The 14-year legal battle against federal contraceptive mandates will continue, with Little Sisters of the Poor and the federal government seeking to reinstate moral and religious exemptions that were established in 2017.
Little Sisters of the Poor have already won religious freedom cases on this subject twice at the Supreme Court level. The high court ruled in 2016 that the federal government must protect religious freedoms for those who oppose the contraceptives and in 2020 ruled that the federal government had the legal authority to adopt the broad exemptions established in 2017.
Those exemptions fully covered employers that had religious or moral objections to providing the contraceptives, some of which can be abortifacient. Under the rules, those employers were not required to include any contraceptive coverage in their insurance plans for employees.
In spite of the prior Supreme Court wins, a federal court in August 2025 struck down the 2017 exemptions on grounds that the Supreme Court had not yet ruled on.
Because the Supreme Court left some questions open, the attorneys general in two states that disapprove of the exemptions — Pennsylvania and New Jersey — continued their legal battle on different grounds. Those legal arguments allege that the adoption of the rules did not comply with the Administrative Procedure Act (APA), which the Supreme Court had not ruled on.
In the August ruling, Judge Wendy Beetlestone found that the rules did not comply with the APA, ruling instead that the rules are arbitrary and capricious.

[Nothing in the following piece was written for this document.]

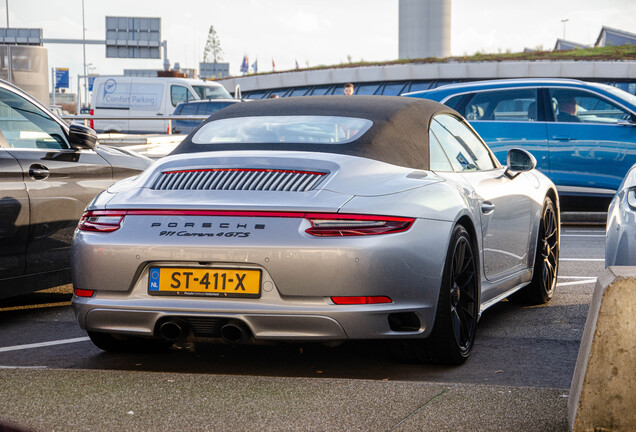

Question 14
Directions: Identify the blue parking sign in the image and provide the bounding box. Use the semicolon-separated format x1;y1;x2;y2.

“The agencies’ actions in promulgating the rule were arbitrary and capricious — in that they failed to ‘articulate a satisfactory explanation for [their] action[s] including a ‘rational connection between the facts found and the choices made,’” Beetlestone wrote in her opinion.
Little Sisters of the Poor are represented by the Becket Fund for Religious Liberty, whose lawyers say the appellate court should overturn that decision and bring the legal dispute to an end.
“The 14-year legal crusade against the Little Sisters has been needless, grotesque, and un-American,” Mark Rienzi, president of Becket and lead attorney for the sisters, said in a statement.
“The states have no business trying to take away the Little Sisters’ federal civil rights. The 3rd Circuit should toss the states’ lawsuit into the dustbin of history and uphold the protection the Little Sisters already won at the Supreme Court … twice,” he said.
In the appeal, the lawyers cite the legal precedent from the 2016 and 2020 cases that required religious exemptions and upheld the rules. They warn that the August 2025 ruling could create a “constitutional conflict” because the original mandate cannot legally be reimposed.
“The appellee states maintain that state governments somehow have an interest in forcing the federal government to force religious objectors to comply with the federal contraceptive mandate — even though the federal government need not have any contraceptive mandate at all, and even though the states themselves have chosen not to have such mandates of their own,” the lawsuit notes.